AI Safety

Finding features in Transformers: Contrastive directions elicit stronger low-level perturbation responses than baselines

Researchers discover contrastive vectors reveal model concepts with far greater precision than sparse autoencoders.

Deep Dive

A research team led by Francisco Ferreira da Silva and StefanHex has developed a novel approach to understanding how large language models represent concepts internally. Their method uses contrastive directions—vectors created by subtracting average activations for different concepts (like English vs. Mandarin or Python vs. Haskell)—to probe model behavior. When they perturbed activations along these directions in models including Gemma 2-9B, Llama 3.1-8B, and Qwen 3-1.7B, they observed dramatically different responses compared to traditional methods.

Unlike sparse autoencoders (SAEs), the current gold standard for feature discovery which showed responses similar to random directions, contrastive vectors elicited strong model responses at perturbation magnitudes approximately 10 times smaller. This suggests contrastive directions correspond more closely to actual computational features the models use, while SAE features may reflect dataset artifacts rather than genuine model representations. The researchers measured responses by calculating L2 distance between perturbed and unperturbed activations at the second-to-last layer, with consistent results across multiple model families and concept pairs.
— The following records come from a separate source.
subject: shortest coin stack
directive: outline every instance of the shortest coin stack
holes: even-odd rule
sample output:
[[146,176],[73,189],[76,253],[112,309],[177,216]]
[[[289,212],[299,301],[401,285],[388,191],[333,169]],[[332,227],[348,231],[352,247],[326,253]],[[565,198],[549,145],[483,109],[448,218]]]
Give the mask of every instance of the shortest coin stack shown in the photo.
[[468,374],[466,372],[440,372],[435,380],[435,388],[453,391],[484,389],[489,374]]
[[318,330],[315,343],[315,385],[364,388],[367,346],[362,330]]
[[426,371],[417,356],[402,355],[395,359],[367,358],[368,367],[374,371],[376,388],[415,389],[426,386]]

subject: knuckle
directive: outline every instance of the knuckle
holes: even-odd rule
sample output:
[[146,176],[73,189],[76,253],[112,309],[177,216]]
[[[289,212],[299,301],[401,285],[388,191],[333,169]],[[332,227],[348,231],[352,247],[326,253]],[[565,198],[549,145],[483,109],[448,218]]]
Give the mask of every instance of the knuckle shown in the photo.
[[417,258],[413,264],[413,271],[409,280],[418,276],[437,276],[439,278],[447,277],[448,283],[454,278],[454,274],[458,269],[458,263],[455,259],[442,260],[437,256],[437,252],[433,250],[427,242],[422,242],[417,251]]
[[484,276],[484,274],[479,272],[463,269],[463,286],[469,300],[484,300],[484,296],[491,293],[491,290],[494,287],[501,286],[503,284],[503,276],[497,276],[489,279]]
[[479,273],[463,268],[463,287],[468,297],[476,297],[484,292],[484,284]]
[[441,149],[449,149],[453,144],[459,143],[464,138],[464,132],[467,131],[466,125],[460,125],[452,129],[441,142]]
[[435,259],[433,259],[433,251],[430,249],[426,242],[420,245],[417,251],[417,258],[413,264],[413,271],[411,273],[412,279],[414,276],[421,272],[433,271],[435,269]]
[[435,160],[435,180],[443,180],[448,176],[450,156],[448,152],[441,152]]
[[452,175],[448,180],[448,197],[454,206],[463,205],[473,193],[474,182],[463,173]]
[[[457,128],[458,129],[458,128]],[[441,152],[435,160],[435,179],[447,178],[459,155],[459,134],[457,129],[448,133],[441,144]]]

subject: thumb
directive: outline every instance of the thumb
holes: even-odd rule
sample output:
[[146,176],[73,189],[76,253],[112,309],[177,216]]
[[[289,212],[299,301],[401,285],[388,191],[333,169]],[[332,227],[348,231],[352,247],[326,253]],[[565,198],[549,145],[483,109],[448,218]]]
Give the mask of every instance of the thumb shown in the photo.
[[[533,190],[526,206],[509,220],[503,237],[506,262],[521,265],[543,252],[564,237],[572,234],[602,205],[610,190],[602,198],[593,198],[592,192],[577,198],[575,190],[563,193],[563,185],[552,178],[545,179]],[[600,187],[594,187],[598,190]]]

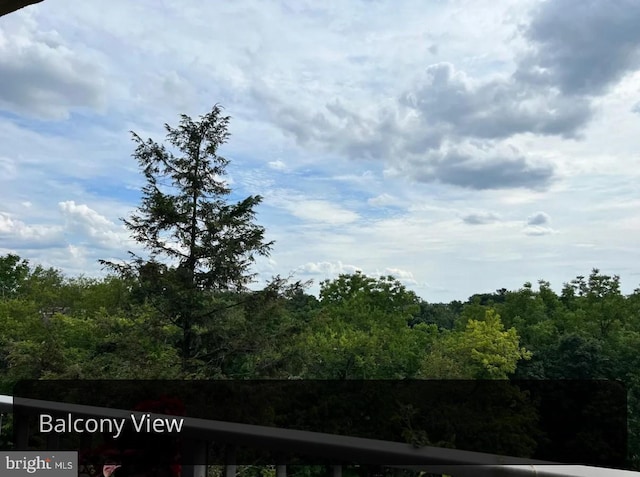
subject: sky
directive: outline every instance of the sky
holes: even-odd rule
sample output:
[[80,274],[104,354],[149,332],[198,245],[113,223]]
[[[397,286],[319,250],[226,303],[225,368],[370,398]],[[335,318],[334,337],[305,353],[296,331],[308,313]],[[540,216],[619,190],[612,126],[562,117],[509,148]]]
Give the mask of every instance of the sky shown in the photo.
[[130,131],[215,104],[275,275],[428,302],[593,268],[640,286],[637,0],[45,0],[0,18],[0,254],[141,252]]

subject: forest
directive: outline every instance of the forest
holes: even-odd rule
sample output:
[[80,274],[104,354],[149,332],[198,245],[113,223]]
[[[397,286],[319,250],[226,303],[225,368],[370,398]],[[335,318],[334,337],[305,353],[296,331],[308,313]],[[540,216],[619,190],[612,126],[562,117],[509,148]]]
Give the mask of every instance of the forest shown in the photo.
[[216,106],[167,125],[179,156],[133,134],[147,185],[124,222],[148,257],[104,261],[105,278],[0,257],[0,394],[25,379],[617,380],[639,468],[640,289],[593,269],[560,293],[539,280],[450,303],[360,272],[318,296],[295,277],[251,290],[273,244],[261,197],[230,204],[215,179],[228,121]]

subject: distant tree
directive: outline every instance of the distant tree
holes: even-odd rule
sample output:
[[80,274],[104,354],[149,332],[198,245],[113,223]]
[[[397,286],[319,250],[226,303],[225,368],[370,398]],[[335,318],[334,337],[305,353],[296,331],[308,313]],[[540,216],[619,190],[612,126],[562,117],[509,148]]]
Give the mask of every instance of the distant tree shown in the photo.
[[420,313],[409,324],[415,326],[418,323],[426,323],[436,325],[442,330],[451,330],[459,319],[463,306],[457,300],[451,303],[427,303],[421,300]]
[[420,311],[417,295],[391,275],[375,278],[357,271],[320,284],[320,303],[323,306],[342,307],[345,301],[356,301],[362,307],[374,307],[384,312],[401,313],[407,321]]
[[547,351],[549,379],[606,379],[609,363],[602,344],[595,338],[567,334],[558,339],[555,349]]
[[0,257],[0,296],[15,296],[29,275],[29,262],[18,255]]
[[260,196],[229,204],[231,189],[223,179],[229,161],[218,155],[228,137],[229,116],[213,109],[193,121],[182,115],[177,128],[165,124],[165,146],[133,133],[133,157],[146,179],[142,204],[128,220],[133,238],[150,252],[131,253],[132,262],[101,261],[139,278],[146,298],[182,329],[182,359],[193,355],[194,329],[207,316],[203,291],[243,290],[256,255],[267,256],[264,228],[254,223]]
[[495,293],[476,293],[469,297],[468,303],[478,303],[480,305],[492,306],[496,303],[503,303],[507,296],[506,288],[498,288]]
[[507,379],[531,353],[520,346],[515,328],[504,329],[500,316],[487,309],[482,321],[469,320],[464,331],[447,332],[425,356],[426,378]]
[[276,276],[262,290],[218,294],[215,326],[198,335],[198,377],[290,377],[297,335],[309,322],[306,307],[296,310],[291,301],[305,296],[308,285]]
[[42,310],[66,308],[70,301],[61,270],[36,265],[20,286],[20,296],[37,303]]
[[435,326],[409,322],[419,299],[391,276],[343,274],[320,285],[320,308],[300,335],[298,372],[310,379],[415,376]]

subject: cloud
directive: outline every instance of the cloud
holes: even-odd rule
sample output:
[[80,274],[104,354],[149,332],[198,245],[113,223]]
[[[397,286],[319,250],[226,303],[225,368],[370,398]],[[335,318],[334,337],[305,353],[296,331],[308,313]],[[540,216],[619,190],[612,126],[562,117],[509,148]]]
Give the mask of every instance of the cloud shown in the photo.
[[355,222],[358,214],[326,200],[303,200],[288,207],[289,211],[306,222],[341,225]]
[[[22,17],[27,18],[27,17]],[[105,79],[99,62],[57,31],[32,21],[6,22],[0,30],[0,108],[48,120],[73,108],[99,109]]]
[[551,218],[544,212],[537,212],[527,218],[527,225],[547,225]]
[[[294,103],[266,82],[252,94],[305,148],[380,161],[420,182],[544,189],[555,168],[524,155],[505,158],[505,141],[525,134],[580,138],[594,117],[594,98],[640,66],[639,23],[640,4],[631,0],[612,8],[597,0],[545,1],[523,22],[524,47],[510,69],[492,76],[440,62],[392,96],[368,102],[345,91],[320,105],[311,98]],[[425,57],[435,53],[425,46]],[[487,152],[493,157],[477,161],[449,146],[473,141],[495,149]]]
[[551,217],[549,217],[548,214],[545,212],[536,212],[527,218],[527,225],[524,228],[524,233],[526,235],[533,236],[556,233],[555,230],[550,227],[550,224]]
[[518,76],[568,96],[601,95],[640,67],[639,24],[635,0],[541,2],[524,30],[534,51]]
[[586,100],[570,100],[509,76],[474,80],[450,63],[428,66],[400,102],[418,112],[425,128],[437,126],[454,137],[573,136],[591,117]]
[[553,229],[550,227],[539,227],[539,226],[529,226],[524,229],[525,235],[550,235],[554,233]]
[[405,283],[407,285],[416,285],[418,283],[412,272],[410,272],[409,270],[403,270],[401,268],[388,267],[384,269],[384,272],[375,273],[375,275],[377,276],[391,275],[393,278],[395,278],[399,282]]
[[337,262],[308,262],[296,269],[296,272],[307,275],[325,275],[335,277],[340,274],[355,273],[357,271],[361,271],[361,269],[355,265],[342,263],[340,260]]
[[126,232],[109,219],[84,204],[65,201],[58,204],[66,219],[66,230],[91,246],[123,249]]
[[346,225],[360,218],[357,213],[328,200],[310,199],[291,190],[272,190],[264,197],[265,204],[284,209],[311,224]]
[[402,205],[403,202],[400,199],[390,194],[387,194],[386,192],[383,192],[382,194],[377,195],[376,197],[371,197],[367,199],[367,204],[373,207],[394,207],[394,206]]
[[[297,273],[305,275],[323,275],[325,277],[337,278],[341,274],[353,274],[355,272],[363,272],[362,268],[355,265],[342,263],[340,260],[336,262],[308,262],[296,269]],[[376,270],[375,272],[366,273],[371,277],[387,277],[392,276],[401,283],[407,285],[417,285],[412,272],[401,268],[387,267],[384,270]]]
[[418,182],[438,181],[468,189],[544,189],[552,181],[554,170],[548,164],[522,155],[514,147],[466,144],[451,146],[423,158],[389,169]]
[[0,212],[0,246],[6,249],[40,249],[64,246],[62,227],[27,225]]
[[287,169],[287,165],[284,162],[282,162],[280,159],[276,161],[270,161],[268,165],[271,169],[274,169],[276,171],[284,171]]
[[[586,103],[565,104],[557,95],[540,94],[518,103],[517,92],[485,87],[476,93],[447,86],[455,76],[447,65],[434,68],[431,76],[431,87],[405,95],[404,104],[387,107],[377,117],[350,112],[335,101],[318,113],[282,107],[274,120],[304,147],[316,145],[351,159],[381,161],[388,171],[418,182],[482,190],[546,188],[555,174],[551,165],[496,140],[523,132],[571,135],[588,116]],[[450,146],[465,138],[481,140]]]
[[[396,103],[373,112],[356,113],[356,105],[339,100],[314,112],[279,105],[273,92],[262,91],[260,97],[273,120],[304,147],[382,161],[388,170],[419,182],[472,189],[545,188],[554,168],[514,154],[499,141],[522,133],[573,137],[591,117],[586,99],[512,78],[473,81],[447,63],[429,66]],[[450,146],[465,142],[477,144],[484,157]]]
[[479,212],[468,214],[462,217],[462,221],[469,225],[491,224],[500,220],[500,216],[493,212]]

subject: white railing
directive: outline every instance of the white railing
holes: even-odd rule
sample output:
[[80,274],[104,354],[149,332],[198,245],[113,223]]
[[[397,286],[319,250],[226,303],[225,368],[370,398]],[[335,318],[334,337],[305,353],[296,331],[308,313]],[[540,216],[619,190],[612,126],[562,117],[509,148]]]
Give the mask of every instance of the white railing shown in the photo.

The findings challenge current interpretability practices and suggest contrastive probing could become a more reliable method for understanding model internals. This approach could enable more precise steering of model behavior and better monitoring for AI safety applications, potentially allowing researchers to identify and modify specific concepts within models with unprecedented accuracy.

Key Points
  • Contrastive directions (English→Mandarin, Python→Haskell, male→female) elicit model responses at perturbation magnitudes 10x smaller than sparse autoencoder features
  • Tested across three model families: Gemma 2-9B, Llama 3.1-8B, and Qwen 3-1.7B with consistent results
  • SAE features performed similarly to random directions, suggesting they may capture dataset artifacts rather than genuine model computations

Why It Matters

This could revolutionize AI interpretability, enabling more precise model steering and safety monitoring by better understanding how concepts are represented internally.